Tra il dire e il fare: misurare la D&I
05/11/2020 Autore: Chiara Zaccariotto
Diversità e inclusione sono diventati negli ultimi anni concetti la cui centralità viene riconosciuta quasi da tutte le aziende, pronte a comunicare e promuovere le proprie iniziative in tal senso. Tuttavia, quando si analizzano i dati l’evidenza è che servono ancora tempo e sforzi ulteriori per arrivare a una vera parità, e che – per quanto l’impegno attuale vada riconosciuto – le aziende non siano concretamente attive a sufficienza.
Uno degli osservatori più completi e, soprattutto, focalizzato sul settore finanziario – assicurativo è When Women Thrive, creato sei anni fa da Mercer, parte del Gruppo Marsh & McLennan Companies (MMC). Il Report di quest’anno, presentato a fine ottobre, ha potuto contare su un campione di 1.150 aziende in 54 Paesi, in rappresentanza di oltre sette milioni di dipendenti.
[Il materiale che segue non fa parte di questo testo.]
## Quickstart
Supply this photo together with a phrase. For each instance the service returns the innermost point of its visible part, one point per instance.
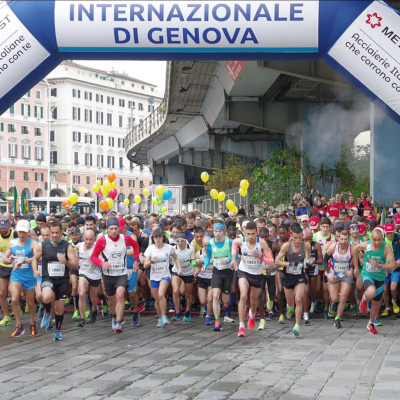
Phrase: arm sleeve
(134, 244)
(98, 248)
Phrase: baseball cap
(4, 222)
(121, 223)
(314, 221)
(23, 225)
(389, 228)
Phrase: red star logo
(373, 20)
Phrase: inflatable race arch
(359, 39)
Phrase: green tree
(229, 177)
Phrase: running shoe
(241, 332)
(33, 329)
(81, 323)
(165, 320)
(135, 319)
(75, 315)
(105, 312)
(385, 312)
(5, 321)
(363, 306)
(187, 316)
(118, 328)
(262, 325)
(19, 331)
(176, 317)
(251, 322)
(45, 320)
(57, 335)
(372, 329)
(377, 322)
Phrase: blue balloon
(167, 194)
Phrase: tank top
(86, 266)
(3, 248)
(368, 270)
(341, 263)
(115, 253)
(22, 252)
(250, 264)
(221, 256)
(296, 261)
(51, 267)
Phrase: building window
(39, 153)
(53, 157)
(76, 137)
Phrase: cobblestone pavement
(189, 361)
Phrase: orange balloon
(104, 205)
(111, 177)
(66, 203)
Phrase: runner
(58, 258)
(157, 257)
(219, 248)
(113, 248)
(297, 254)
(340, 273)
(378, 258)
(254, 251)
(89, 277)
(23, 276)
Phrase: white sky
(148, 71)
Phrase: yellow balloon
(214, 194)
(204, 176)
(107, 185)
(230, 204)
(221, 196)
(160, 190)
(73, 198)
(244, 184)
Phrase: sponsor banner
(20, 52)
(370, 50)
(177, 26)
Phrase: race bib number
(370, 268)
(341, 267)
(56, 269)
(294, 268)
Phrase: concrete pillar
(321, 132)
(385, 145)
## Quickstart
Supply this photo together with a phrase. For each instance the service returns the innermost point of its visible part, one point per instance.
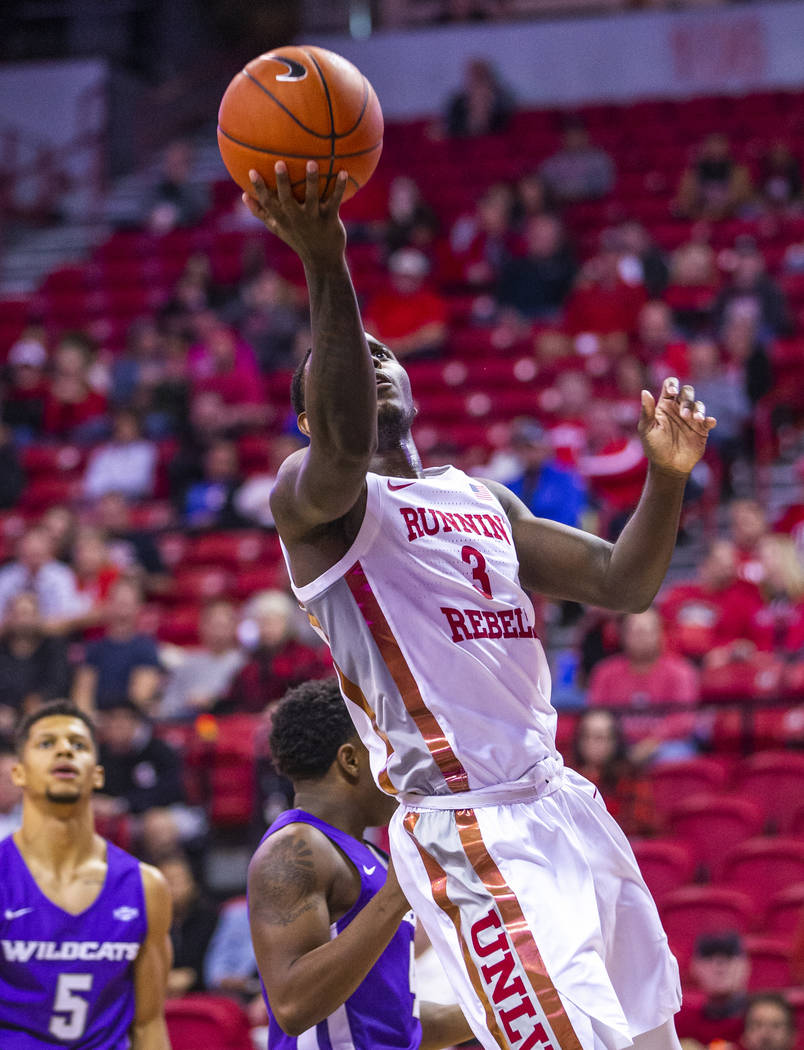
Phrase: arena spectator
(754, 293)
(25, 389)
(693, 287)
(722, 391)
(778, 625)
(612, 463)
(411, 222)
(536, 285)
(547, 487)
(34, 667)
(599, 753)
(271, 317)
(11, 795)
(641, 259)
(780, 183)
(35, 569)
(124, 665)
(12, 475)
(229, 966)
(769, 1023)
(642, 676)
(715, 186)
(601, 302)
(175, 200)
(209, 503)
(60, 523)
(713, 610)
(126, 464)
(720, 968)
(747, 524)
(226, 365)
(206, 674)
(659, 347)
(73, 411)
(132, 550)
(482, 243)
(409, 316)
(194, 920)
(278, 660)
(578, 170)
(483, 106)
(747, 355)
L’81% dei rispondenti afferma che le tematiche D&I hanno nella propria realtà un ruolo “importante” o “molto importante”. D’altra parte, passando dal piano delle opinioni a quello dei fatti, la rappresentanza femminile nel complesso si limita ancora al 40%, due punti soltanto in più rispetto alla rilevazione del 2016. L’accordo è unanime nel ritenere che i team con una maggiore diversità portino valore aggiunto (proprio l’analisi di Mercer rileva che questi gruppi hanno una percentuale di successo più alta del 28%), tuttavia ancora oggi donne, rappresentanti di etnie diverse, appartenenti alle comunità LGBTQ+ e persone con disabilità ricoprono pochissimi ruoli di leadership o esecutivi. Tra le aziende Fortune 500, soltanto 33 (quindi circa il 7%) sono dirette da donne, e meno di un terzo ha nel board una rappresentanza bilanciata di donne o persone appartenenti a minoranze. Cosa serve per passare dalle intenzioni alle azioni, e vederne i risultati? Secondo il Report è possibile combinando tre elementi chiave nella gestione della D&I: l’utilizzo di analisi data-driven per prendere decisioni e misurarne l’impatto nel tempo, il porre obiettivi chiari e concreti, il cui risultato sia riscontrabile, e il coinvolgimento e la proattività del top management.
Aree d’attenzione
In merito al coinvolgimento del top management si rileva un progresso rispetto alla prima indagine, con il 59% dei rispondenti europei che si dice “fortemente d’accordo” o comunque “d’accordo” con il riconoscere un effettivo impegno del board e una percentuale maggiore (68%) che dà la stessa risposta relativamente ai livelli senior executive. La percentuale cala però nel prendere in considerazione il middle management e i front line manager, due categorie che sono fortemente coinvolte solo secondo il 14% degli europei e coinvolte secondo un altro 38%. Un risultato che potrebbe significare che la cultura della diversità e dell’inclusione è riuscita a permeare le sfere più alte, ma non ancora ad espandersi a cascata su tutti i livelli sottostanti.
Un’altra area di attenzione – ed è quella su cui il report focalizza maggiormente – è il divario tra le convinzioni e i riscontri effettivi, o meglio la possibilità stessa di averne. L’81% delle organizzazioni si dicono impegnate nel migliorare la diversità e l’inclusione, ma soltanto il 42% ha una strategia a medio – lungo termine. Il 79% delle imprese sostiene che al proprio interno donne e uomini abbiano eque occasioni di accedere ai ruoli di leadership e agli avanzamenti di carriera, e il 71% ritiene non ci siano discriminazioni nelle possibilità di mobilità interna (da un ruolo o una unit ad un’altra, ad esempio). Il contraltare è che soltanto il 52% di queste imprese ritiene che le donne siano equamente rappresentate nei ruoli manageriali. In più, la percentuale di quelle che misurano e tracciano la distribuzione di genere al proprio interno si ferma al 64%, ed è ancora più bassa se si considera l’analisi quantitativa nelle promozioni e assunzioni (58%) e nella mobilità interna (41%). Passando ad un’altra delle questioni chiave, il 74% delle organizzazioni si dichiara attenta e attiva nel garantire parità di retribuzione tra uomini e donne. Soltanto il 56% però effettua valutazioni in merito con un approccio statistico e appena il 44% ha un processo formale per risolvere eventuali disuguaglianze rilevate.
Il fatto di non poter avere una misurazione concreta dei risultati delle politiche di diversità e inclusione non è solo un ostacolo a un’effettiva presa di coscienza delle imprese che ancora non fanno abbastanza, ma anche uno svantaggio per quelle che stanno avendo risultati e non se ne rendono conto perché non li quantificano.